From those deliberations emerged 12 Big Ideas that affirm Rutgers’ status as a world-class university devoted to the greater good. Driven by faculty and researchers across disciplines, divisions, and locations, these 12 interdisciplinary projects boast the potential to move the needle on critical issues of our day: public health, climate resilience, social justice, access to education, the human microbiome, artificial intelligence, and much more.
Rutgers Big Ideas
- Advancing Urban Public Health: An Equity and Social Justice Approach
Alleviating health inequities by improving structures and systems
- Dreams Fulfilled
Making a Rutgers education accessible, affordable, and successful for students
- Minds and Machines
Using science and responsible innovation for public good in the age of intelligent tools
- Earth 2100
Improving planetary stewardship through science and technology
- The Center for COVID-19 Response and Pandemic Preparedness
Learning from our recent past and preparing, now, for what is to come
- The Rutgers University Microbiome Program
Harnessing microbiomes to improve human health
- Art Matters
Creating a center for socially engaged art and design
- Cancer Immunology and Metabolism Center of Excellence at Rutgers Cancer Institute
Saving lives through cutting-edge cancer research and treatment
- The Rutgers Advanced Institute for the Study of Entrepreneurship and Development
Fostering urban entrepreneurship through fundamental, applied research
- The Rutgers Crime Lab Unit
Detecting and preventing crime through an innovative new approach
- Rutgers Center for Healthy Aging
Improving population health by reshaping research, practice, and policy
- Rutgers–Camden Innovation Community Hub: From Local to Global
Creating sustainable socio-economic growth in vulnerable communities
Toward a Brighter Future
While the selection of these 12 Big Ideas concludes more than two years of effort, the work is just beginning, in many ways. We now embark on the process of providing each Big Idea with the support necessary to bring these projects to life.

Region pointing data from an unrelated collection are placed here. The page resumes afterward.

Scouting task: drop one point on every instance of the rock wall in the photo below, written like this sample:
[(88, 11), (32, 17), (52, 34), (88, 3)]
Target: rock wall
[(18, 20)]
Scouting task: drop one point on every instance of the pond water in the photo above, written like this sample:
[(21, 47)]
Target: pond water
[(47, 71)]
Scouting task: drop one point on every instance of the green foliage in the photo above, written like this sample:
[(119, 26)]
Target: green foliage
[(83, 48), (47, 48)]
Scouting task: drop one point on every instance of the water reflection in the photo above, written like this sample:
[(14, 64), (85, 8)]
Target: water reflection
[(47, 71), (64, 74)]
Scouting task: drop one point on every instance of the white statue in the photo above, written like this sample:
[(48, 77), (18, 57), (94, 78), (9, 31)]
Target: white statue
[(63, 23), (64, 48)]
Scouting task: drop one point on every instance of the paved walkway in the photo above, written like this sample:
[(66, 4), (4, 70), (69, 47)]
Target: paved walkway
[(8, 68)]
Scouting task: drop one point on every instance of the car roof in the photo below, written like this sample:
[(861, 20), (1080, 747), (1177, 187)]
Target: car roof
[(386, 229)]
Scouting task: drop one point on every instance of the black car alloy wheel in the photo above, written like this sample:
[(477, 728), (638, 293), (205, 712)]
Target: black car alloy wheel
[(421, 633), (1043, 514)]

“The solutions to the complex issues confronting us today will require interdisciplinary research, creative thought, and concerted action,” says Nevin E. Kessler, president, Rutgers University Foundation, and executive vice president of development and alumni engagement. “We are grateful to the faculty and university leadership, students, alumni, donors, and supporters who have collaborated to advance Rutgers and tackle these grand challenges.”
Ongoing success will require investments of time, energy, expertise, and philanthropy. The tools are ready; the big thinkers are eager; the blueprints are drawn. It’s time to move Rutgers and our world forward.